Estou escrevendo esse texto, finalmente, no dia 29 de agosto, e amanhã já vai fazer uma semana que eu devia ter escrito. Mas a vida, sabe como é, vai colocando coisas na frente e nem sempre a gente tá pronto pra fazer oque quer fazer. Comecei a escrever essa edição pelas coisas "menos importantes" e o assunto principal não consegui nem começar. 

É doido como essas grandes coisas da vida são tão grandes que nos pedem mais tempo e reflexão para poderem ser processadas e, aí sim, comunicadas. Tem fichas que parecem não ter caído ainda. O lance é que algo muito importante aconteceu na minha vida e da Monica, e finalmente eu posso contar pra vocês.

Mas calma, não estamos grávidos. :)

Já vai fazer uma semana que a Monica não mora mais aqui. Mas calma parte 2, nós não nos separamos. :)

A Monica está nos Estados Unidos trabalhando como professora em uma universidade, ensinando português. Mas calma parte 3, a história é bem maior que isso :)

Eu gosto de um drama, da narrativa, de criar expectativas para uma história. Também gosto de contar as coisas cronologicamente e dar as informações necessárias. Muitas vezes, isso pode acabar entediando o meu interlocutor (sei que várias pessoas preferiam que eu fosse mais direto ao ponto *). Então vou tentar ser mais resumido, até porque logo vem um vídeo no canal pra falar disso também (tenho públicos diversos, hehe).
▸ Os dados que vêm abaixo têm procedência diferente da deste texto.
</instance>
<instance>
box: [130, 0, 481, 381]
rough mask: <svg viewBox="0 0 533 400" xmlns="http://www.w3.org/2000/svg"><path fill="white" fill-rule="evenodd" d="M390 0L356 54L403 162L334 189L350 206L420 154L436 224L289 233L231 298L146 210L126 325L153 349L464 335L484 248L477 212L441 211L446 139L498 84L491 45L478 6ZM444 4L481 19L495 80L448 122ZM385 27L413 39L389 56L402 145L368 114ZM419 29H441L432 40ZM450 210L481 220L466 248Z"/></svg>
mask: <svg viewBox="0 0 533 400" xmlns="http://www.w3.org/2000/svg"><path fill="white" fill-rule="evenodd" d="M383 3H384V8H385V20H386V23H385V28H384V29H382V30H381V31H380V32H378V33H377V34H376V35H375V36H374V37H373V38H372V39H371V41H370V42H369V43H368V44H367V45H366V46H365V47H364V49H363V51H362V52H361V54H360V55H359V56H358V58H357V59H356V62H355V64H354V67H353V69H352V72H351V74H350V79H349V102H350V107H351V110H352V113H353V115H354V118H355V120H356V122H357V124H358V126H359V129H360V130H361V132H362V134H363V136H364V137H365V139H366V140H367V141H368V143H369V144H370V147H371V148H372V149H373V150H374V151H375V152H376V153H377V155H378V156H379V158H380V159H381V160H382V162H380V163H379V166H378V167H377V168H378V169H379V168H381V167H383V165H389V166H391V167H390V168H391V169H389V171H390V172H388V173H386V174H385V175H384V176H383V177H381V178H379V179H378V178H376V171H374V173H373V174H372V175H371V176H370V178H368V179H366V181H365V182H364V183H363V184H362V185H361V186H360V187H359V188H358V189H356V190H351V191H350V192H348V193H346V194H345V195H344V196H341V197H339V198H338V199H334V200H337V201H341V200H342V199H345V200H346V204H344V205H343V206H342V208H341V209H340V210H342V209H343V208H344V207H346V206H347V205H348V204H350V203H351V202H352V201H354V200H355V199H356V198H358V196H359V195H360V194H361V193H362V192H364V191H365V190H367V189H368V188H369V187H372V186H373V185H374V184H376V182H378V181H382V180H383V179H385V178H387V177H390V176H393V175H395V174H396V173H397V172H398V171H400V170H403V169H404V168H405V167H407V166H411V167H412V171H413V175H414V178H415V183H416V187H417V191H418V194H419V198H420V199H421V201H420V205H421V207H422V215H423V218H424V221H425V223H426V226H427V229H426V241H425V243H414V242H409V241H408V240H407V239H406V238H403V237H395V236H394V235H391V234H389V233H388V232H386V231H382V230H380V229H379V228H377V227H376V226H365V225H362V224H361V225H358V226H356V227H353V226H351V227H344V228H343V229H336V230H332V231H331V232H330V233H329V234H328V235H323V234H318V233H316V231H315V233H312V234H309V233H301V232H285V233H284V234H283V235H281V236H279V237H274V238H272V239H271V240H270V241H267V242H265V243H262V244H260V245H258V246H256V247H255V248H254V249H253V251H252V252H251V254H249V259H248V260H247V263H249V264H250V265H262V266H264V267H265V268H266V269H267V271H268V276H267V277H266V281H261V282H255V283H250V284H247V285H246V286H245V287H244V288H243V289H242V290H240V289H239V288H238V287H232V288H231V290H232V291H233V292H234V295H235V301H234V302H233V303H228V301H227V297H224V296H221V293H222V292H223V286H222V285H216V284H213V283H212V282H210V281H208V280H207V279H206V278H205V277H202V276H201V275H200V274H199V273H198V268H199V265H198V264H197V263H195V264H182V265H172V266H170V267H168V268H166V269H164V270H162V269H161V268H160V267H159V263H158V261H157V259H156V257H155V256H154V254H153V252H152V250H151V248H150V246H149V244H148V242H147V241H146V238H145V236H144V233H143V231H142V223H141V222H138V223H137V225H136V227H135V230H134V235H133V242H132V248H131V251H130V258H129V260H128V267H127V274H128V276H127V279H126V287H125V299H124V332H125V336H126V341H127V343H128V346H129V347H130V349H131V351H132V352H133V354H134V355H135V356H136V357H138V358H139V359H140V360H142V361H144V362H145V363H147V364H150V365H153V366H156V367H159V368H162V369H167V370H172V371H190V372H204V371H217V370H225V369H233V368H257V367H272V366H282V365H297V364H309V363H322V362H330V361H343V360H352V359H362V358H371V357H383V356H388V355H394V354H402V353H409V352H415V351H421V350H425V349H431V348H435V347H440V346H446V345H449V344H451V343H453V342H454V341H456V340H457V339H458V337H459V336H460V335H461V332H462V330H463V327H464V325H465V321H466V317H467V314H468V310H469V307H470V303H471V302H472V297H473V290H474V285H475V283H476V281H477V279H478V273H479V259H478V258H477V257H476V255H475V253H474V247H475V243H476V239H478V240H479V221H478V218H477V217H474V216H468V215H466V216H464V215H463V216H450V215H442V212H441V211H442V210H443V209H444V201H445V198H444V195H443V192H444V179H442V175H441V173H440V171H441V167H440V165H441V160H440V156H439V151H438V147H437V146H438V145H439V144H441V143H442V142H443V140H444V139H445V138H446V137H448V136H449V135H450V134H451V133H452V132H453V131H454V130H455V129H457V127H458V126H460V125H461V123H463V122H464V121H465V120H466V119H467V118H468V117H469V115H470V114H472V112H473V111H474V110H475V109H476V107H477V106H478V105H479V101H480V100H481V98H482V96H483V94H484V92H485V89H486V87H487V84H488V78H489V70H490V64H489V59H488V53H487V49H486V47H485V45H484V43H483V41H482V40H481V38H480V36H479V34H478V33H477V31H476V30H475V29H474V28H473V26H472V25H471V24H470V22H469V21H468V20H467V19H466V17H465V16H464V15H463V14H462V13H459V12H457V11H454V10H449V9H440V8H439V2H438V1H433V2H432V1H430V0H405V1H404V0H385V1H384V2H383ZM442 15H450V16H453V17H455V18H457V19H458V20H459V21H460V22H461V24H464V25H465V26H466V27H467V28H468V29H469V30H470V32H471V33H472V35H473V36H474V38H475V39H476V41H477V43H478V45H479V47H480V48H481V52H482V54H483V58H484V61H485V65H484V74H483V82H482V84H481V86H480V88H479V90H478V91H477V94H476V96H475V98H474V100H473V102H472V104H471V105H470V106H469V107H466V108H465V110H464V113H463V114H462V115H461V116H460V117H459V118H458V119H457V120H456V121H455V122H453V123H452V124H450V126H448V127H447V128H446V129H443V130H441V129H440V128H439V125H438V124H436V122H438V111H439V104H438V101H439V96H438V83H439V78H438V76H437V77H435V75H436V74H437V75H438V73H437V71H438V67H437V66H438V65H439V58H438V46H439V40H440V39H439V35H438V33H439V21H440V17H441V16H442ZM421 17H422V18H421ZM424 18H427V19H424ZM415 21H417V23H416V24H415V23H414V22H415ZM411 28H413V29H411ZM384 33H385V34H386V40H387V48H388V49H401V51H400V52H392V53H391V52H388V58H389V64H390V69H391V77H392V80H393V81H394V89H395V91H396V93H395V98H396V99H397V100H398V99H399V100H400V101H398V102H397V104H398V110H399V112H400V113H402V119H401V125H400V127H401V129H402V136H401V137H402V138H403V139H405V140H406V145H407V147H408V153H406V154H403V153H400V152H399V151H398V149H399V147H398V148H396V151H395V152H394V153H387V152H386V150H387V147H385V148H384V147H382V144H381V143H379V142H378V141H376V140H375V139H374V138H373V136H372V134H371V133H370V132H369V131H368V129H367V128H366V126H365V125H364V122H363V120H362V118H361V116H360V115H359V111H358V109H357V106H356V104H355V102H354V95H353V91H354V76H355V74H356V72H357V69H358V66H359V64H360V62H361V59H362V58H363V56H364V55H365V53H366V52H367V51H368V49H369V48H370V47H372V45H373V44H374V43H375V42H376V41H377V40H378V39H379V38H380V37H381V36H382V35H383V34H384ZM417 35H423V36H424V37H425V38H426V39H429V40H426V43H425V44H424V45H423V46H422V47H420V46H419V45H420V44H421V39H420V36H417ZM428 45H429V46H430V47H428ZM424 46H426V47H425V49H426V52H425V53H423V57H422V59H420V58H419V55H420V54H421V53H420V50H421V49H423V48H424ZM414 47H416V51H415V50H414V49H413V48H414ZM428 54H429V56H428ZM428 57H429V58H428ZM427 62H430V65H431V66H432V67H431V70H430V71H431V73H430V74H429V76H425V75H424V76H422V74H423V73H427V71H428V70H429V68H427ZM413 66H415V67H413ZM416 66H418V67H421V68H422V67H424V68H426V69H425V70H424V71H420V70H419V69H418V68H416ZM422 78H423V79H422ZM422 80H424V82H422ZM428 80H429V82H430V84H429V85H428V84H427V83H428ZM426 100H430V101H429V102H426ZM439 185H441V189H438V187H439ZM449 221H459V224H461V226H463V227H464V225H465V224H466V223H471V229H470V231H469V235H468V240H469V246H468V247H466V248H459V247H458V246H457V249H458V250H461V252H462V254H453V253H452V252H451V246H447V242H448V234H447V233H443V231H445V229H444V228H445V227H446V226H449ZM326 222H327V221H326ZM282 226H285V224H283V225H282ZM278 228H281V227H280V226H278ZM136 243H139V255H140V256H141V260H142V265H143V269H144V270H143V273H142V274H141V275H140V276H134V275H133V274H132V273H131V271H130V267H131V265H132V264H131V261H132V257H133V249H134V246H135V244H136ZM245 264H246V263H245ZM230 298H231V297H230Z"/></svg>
Um tempo atrás, a Monica se inscreveu num programa chamado Leitorado, que tem como objetivo criar parcerias entre o Brasil e universidades mundo afora para levar aulas de português aos alunos internacionais. Ela passou em primeiro lugar (orgulho!) numa universidade na Califórnia, mas infelizmente a universidade saiu do programa antes de dar certo. Naquela época, a gente ficou muito empolgado e iríamos juntos pros EUA. Eu ainda era professor da Pandora e naquele momento partir para uma "aventura" dessas me empolgou demais.

Na próxima edição desse edital, ela se inscreveu de novo, dessa vez para uma universidade no estado de Nova York, e passou, de novo, em primeiro (orgulho duplo!). Só que a universidade, após as entrevistas individuais, preferiu contratar a moça que ficou em segundo lugar, muito por ela já morar nos EUA (e isso facilitaria muito pra eles em termos burocráticos). Ela foi, só que no começo desse ano, desistiu da vaga.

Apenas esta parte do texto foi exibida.